Ich frage nun noch einmal. Möchten Sie nicht einen Anwalt zu unserem Gespräch zuziehen?«
    »Nein!«, antwortete Serafine klar.
    Mit einer raschen Handbewegung legte sie
Claudines Amulett auf den Tisch.
    Gleich einem Geständnis.
    »Sie stehen unter dem dringenden Verdacht,
drei Morde verübt und zwei weitere Mordversuche unternommen zu haben«, eröffnete
Peter Nachtigall die Vernehmung.
    Um Serafines volle Lippen spielte ein mildes
Lächeln.
    »Das sind nur die, von denen Sie Kenntnis
haben. Aber für manche Überfälle benötigte ich mehrere Anläufe, und solche Morde
begeht man nicht von Natur aus perfekt. So etwas muss geübt werden.«
    Nachtigall zuckte zurück vor solch einer
Kälte.
    »Sie haben Claudine Caro getötet!«
    »Ja«, gab sie bereitwillig zu »Es war unumgänglich!«
    »Das müssen Sie mir erklären. Für Menschen
wie mich sind Morde immer zu vermeiden.«
    Sie lächelte nachsichtig.
    »Sie wissen von den Frauen?«
    »Ja.«
    »Nun, dann muss ich doch gar nicht mehr
viel dazu sagen. In dem Geschäft verdient man eine Menge Geld – wenn da jemand die
Kreise stört, sind seine Tage gezählt.«
    »Claudine war Ihre Freundin. Sie sind zusammen
aufgewachsen. Sie kam hierher, um Sie und die anderen Frauen aus dieser verzweifelten
Lage zu retten. Erklären Sie mir, warum sie sterben musste und warum durch Sie!«
    Nachtigall sah die junge Frau an und fragte
sich, ob sie tatsächlich so kaltblütig war, wie sie sich gab. Er spürte, wie sich
die Härchen auf seinen Armen aufstellten.

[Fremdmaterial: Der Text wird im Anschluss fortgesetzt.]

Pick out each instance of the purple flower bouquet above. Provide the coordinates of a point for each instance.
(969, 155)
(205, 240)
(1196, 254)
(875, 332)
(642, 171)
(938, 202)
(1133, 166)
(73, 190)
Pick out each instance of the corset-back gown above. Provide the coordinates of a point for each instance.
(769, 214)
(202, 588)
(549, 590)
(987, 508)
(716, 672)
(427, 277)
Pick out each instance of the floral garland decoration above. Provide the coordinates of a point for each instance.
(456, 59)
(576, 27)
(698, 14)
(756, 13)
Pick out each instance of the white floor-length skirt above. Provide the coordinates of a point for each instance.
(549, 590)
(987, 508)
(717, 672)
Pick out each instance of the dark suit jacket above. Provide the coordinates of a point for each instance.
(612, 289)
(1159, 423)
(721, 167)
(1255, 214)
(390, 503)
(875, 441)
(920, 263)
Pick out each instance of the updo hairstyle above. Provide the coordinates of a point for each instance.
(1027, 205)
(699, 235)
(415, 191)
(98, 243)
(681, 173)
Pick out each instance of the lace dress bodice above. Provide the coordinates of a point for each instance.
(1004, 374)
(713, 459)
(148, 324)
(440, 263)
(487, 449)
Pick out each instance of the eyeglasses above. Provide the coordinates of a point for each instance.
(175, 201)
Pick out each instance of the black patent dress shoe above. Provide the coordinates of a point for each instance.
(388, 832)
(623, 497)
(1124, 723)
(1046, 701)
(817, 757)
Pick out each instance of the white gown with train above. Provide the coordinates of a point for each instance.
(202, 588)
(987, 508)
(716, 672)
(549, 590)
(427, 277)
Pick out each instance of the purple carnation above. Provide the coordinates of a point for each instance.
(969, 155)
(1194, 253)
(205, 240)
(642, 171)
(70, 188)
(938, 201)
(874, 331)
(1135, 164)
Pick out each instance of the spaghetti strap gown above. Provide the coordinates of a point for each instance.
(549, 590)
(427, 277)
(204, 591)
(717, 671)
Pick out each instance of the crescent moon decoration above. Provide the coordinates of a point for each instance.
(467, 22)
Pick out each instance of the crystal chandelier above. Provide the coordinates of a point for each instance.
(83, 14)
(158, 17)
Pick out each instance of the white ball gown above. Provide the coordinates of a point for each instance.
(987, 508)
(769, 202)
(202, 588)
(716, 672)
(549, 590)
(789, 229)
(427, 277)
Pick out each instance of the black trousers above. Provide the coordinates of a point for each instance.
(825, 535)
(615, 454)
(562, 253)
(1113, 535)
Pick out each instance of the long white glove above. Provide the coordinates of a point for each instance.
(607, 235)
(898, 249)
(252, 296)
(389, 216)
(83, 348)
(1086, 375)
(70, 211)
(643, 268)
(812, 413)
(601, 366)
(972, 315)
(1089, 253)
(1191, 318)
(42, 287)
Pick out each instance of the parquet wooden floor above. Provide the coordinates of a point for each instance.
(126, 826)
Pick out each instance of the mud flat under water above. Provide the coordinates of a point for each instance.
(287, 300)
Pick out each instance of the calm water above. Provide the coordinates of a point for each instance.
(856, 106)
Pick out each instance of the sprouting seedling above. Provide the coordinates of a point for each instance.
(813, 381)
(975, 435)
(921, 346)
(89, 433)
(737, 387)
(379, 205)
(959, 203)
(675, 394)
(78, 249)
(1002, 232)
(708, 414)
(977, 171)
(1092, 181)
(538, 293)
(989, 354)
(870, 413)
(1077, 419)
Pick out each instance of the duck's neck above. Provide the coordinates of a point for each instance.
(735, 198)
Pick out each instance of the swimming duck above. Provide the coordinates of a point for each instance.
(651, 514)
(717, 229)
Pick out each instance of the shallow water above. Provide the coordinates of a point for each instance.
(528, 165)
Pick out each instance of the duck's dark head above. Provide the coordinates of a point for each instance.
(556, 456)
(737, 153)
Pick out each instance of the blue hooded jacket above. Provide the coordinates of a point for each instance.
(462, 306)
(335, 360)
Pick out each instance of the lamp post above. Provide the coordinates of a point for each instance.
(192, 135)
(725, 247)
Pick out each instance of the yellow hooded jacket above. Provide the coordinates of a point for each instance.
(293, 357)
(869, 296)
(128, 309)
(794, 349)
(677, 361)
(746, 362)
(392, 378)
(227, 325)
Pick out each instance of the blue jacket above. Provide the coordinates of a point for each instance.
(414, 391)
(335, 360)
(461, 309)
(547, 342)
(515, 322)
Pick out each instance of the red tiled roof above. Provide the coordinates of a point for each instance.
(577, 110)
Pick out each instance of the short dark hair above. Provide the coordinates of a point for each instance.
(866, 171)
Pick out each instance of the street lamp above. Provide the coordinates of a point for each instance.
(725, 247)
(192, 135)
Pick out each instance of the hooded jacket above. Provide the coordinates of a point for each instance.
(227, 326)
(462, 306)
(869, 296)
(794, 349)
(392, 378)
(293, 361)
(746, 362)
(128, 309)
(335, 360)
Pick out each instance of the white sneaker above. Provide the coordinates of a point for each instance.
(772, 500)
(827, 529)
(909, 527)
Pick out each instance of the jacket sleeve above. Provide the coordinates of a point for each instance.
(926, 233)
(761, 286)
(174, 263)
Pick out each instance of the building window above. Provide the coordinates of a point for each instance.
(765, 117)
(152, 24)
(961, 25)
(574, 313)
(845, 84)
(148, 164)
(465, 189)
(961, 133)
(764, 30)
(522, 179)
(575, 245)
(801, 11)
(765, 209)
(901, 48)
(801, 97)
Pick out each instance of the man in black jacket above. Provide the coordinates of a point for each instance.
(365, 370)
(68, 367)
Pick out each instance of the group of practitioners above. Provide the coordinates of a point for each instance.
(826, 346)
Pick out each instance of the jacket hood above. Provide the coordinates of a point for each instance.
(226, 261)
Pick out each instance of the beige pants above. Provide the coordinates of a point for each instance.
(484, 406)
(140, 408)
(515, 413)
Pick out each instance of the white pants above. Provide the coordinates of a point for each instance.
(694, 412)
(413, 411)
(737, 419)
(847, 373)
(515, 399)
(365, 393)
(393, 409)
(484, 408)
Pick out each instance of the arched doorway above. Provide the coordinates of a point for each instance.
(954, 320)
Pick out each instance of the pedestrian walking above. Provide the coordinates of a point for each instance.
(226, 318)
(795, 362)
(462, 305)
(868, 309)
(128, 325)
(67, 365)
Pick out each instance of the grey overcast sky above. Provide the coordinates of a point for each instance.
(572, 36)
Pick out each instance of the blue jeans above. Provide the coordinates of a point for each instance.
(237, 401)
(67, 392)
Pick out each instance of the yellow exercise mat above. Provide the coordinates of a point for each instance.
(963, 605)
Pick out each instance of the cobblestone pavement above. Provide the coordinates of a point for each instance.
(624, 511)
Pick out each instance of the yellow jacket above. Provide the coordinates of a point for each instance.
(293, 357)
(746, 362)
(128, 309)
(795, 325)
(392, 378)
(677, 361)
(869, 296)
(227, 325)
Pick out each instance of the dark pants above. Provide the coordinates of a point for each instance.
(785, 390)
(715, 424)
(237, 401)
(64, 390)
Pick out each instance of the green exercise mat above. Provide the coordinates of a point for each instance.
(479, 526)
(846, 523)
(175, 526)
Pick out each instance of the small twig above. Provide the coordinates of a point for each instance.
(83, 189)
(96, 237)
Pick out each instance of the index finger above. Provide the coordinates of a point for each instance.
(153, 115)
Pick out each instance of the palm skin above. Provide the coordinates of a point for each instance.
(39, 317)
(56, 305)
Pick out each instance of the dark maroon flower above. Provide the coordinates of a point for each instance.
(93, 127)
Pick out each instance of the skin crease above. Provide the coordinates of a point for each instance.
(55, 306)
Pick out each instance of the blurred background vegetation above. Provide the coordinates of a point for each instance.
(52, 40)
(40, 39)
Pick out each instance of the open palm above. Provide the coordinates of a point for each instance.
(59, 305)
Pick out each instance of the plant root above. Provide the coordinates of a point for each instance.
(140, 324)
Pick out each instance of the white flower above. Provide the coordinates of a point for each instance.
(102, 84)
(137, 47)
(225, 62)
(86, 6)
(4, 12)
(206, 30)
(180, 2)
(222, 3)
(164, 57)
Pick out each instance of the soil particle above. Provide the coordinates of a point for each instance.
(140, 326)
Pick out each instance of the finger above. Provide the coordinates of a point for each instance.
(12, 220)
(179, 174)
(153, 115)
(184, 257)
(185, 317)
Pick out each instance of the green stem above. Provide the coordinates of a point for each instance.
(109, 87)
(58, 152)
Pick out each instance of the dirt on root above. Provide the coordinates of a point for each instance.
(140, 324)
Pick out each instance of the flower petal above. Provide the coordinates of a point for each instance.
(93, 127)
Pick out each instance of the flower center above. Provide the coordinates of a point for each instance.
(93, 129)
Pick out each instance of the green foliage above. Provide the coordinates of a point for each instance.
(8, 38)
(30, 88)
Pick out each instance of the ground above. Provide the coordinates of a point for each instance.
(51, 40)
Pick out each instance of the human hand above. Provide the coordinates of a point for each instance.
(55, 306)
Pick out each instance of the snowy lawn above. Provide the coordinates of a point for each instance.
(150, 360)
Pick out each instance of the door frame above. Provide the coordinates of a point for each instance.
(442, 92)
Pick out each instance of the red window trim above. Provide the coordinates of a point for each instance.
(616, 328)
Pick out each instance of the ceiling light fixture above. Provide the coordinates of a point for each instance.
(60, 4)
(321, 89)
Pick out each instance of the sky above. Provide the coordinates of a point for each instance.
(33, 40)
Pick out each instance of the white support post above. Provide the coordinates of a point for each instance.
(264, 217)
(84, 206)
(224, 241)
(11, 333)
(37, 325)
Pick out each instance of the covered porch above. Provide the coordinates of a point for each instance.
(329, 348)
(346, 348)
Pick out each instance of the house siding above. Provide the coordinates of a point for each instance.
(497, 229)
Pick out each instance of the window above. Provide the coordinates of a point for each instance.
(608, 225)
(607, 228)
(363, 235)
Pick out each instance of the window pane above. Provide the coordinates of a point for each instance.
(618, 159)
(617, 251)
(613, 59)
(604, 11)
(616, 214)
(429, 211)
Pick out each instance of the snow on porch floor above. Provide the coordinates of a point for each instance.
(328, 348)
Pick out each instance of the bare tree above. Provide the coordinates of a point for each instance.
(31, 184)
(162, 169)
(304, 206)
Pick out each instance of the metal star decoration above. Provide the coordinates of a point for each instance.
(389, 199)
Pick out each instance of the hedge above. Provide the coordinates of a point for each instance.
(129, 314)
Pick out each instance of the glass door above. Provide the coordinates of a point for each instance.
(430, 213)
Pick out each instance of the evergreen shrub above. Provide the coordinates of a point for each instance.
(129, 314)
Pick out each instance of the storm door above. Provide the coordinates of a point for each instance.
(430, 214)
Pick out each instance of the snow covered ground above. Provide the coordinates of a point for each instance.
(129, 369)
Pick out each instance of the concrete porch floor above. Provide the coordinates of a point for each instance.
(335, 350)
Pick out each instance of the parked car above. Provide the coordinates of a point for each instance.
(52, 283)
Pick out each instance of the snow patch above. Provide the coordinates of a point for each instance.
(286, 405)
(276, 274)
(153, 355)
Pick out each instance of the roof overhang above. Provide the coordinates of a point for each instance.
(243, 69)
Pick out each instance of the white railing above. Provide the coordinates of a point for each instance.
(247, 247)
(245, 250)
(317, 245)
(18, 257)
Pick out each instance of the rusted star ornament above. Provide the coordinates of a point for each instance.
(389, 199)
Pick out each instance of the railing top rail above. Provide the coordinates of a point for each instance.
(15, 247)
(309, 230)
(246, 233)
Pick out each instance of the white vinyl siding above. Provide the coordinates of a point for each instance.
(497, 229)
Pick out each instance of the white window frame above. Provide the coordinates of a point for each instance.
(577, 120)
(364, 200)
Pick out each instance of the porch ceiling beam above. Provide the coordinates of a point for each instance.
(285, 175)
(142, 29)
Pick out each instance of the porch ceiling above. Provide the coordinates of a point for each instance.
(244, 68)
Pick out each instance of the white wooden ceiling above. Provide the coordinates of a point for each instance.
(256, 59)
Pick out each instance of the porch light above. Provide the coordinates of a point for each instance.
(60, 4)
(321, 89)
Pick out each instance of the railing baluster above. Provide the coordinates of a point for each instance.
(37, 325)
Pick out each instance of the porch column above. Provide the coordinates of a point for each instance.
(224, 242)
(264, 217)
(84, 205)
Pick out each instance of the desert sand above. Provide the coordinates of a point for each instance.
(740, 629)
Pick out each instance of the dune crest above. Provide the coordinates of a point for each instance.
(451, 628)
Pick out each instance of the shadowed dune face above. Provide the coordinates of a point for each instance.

    »Wäre Claudine nicht so besessen von dieser
Idee gewesen, könnte sie heute noch leben. Glauben Sie nicht, dass es besonders
leicht ist, die eigene Freundin zu töten und zu verstümmeln. Nein, nein! Mehr als
eine halbe Stunde habe ich noch neben ihr im Gebüsch gesessen, weil ich mich nicht
überwinden konnte, ihr die Ohren und alles andere abzuschneiden. Sie war so schön
– und ich musste das zerstören. Aber es war Teil der Abmachung – also habe ich es
getan. Der Typ aus Freiburg kontrollierte das.«
    Nachtigall bemühte sich, die junge Frau
sein schieres Entsetzen nicht spüren zu lassen. Aber vielleicht war das auch gar
nicht notwendig, überlegte er dann. Diese Frau fühlte schon lange nichts mehr –
weder für sich noch für andere.
    »Der Typ aus Freiburg?«, hakte Wiener nach.
Also doch!
    »Ja. In einem schwarzen großen Wagen mit
ineinander verschlungenen Ringen. Dessen Laune wurde bei jedem Mal schlechter. Dabei
war es doch nicht meine Schuld.«
    Nachtigall gab Wiener zu verstehen, er solle
überprüfen, ob er etwas zu einem schwarzen Audi finden konnte.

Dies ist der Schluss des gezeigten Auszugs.